Published: 18 November 2020

Introduction

Even though PCIe and USB 3.x rely on the same type of physical bitstream (Multi-Gigabit Transceiver, MGT), there are fundamental differences between the two, which have significant influence on how payload data is handled. This page is intended in particular for those who are used to working with Xillybus’ IP core for PCIe or AXI, and consider using the XillyUSB variant.

There are two main factors to consider: The quality of currently available hardware and the inherent differences in the data transport protocols and the roles that the bus controllers have.

Hardware quality

There are many data-intensive computer peripherals, with a zero tolerance for reliability issues, that rely on PCIe: Graphics cards, NICs, SATA controllers and many more. After several years in use, PCIe has has turned into a rock solid interface, and those who have experience with Xillybus’ IP core for PCIe also know this first hand.

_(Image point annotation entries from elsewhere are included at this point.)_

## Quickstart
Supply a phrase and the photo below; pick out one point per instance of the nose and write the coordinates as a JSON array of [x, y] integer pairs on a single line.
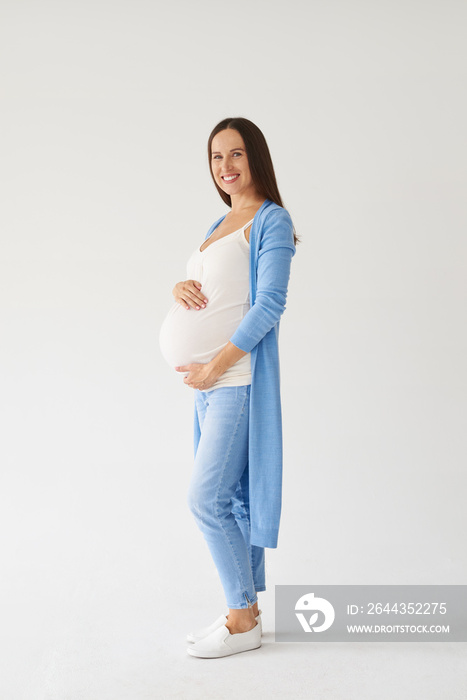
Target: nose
[[228, 165]]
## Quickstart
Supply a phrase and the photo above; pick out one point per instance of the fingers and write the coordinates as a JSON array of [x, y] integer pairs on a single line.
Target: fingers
[[188, 294]]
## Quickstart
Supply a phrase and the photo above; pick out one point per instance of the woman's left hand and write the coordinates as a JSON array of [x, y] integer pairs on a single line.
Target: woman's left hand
[[199, 375]]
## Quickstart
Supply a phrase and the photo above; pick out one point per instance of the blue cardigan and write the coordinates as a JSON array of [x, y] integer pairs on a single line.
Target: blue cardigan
[[271, 251]]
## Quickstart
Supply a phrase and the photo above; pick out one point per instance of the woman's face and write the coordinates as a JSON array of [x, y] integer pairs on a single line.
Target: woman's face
[[229, 163]]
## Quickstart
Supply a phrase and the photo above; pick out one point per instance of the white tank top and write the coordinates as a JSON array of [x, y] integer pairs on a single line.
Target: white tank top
[[190, 335]]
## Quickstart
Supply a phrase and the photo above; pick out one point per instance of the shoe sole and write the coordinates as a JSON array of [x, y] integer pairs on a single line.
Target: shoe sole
[[192, 639], [206, 655]]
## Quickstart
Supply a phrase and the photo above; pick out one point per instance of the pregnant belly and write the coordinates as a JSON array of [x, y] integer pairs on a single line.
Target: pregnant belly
[[187, 335]]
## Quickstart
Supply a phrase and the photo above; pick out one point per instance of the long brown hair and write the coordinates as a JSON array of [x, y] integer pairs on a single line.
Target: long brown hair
[[259, 160]]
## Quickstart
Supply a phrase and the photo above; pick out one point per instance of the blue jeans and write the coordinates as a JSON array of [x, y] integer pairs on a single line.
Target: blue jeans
[[218, 495]]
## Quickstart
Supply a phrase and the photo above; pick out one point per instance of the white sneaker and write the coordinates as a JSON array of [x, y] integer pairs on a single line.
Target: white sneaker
[[221, 643], [221, 620]]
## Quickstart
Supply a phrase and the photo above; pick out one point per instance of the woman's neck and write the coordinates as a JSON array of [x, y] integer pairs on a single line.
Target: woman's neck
[[244, 202]]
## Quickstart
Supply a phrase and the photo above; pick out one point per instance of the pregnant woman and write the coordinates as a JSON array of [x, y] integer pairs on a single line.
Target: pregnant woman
[[222, 335]]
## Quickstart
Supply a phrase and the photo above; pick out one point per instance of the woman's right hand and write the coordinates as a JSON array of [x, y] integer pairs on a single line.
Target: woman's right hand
[[187, 293]]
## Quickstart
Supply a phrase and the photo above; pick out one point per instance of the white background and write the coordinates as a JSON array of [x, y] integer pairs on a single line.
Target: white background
[[106, 108]]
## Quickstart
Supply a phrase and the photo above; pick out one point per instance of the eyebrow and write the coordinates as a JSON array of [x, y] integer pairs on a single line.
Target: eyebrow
[[231, 150]]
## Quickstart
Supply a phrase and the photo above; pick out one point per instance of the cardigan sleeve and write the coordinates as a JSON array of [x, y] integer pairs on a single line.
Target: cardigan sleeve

USB 3.x, on the other hand, is less established: Its support is fairly widespread, but not always guaranteed to work properly on Linux machines. USB 3.x host controllers from some less reputed vendors are buggy, with workarounds only in their closed-source drivers for Windows. These host controllers may barely work with Linux, and yet perform flawlessly with Windows. However as hardware vendors release newer versions of their products, there’s an ongoing improvement.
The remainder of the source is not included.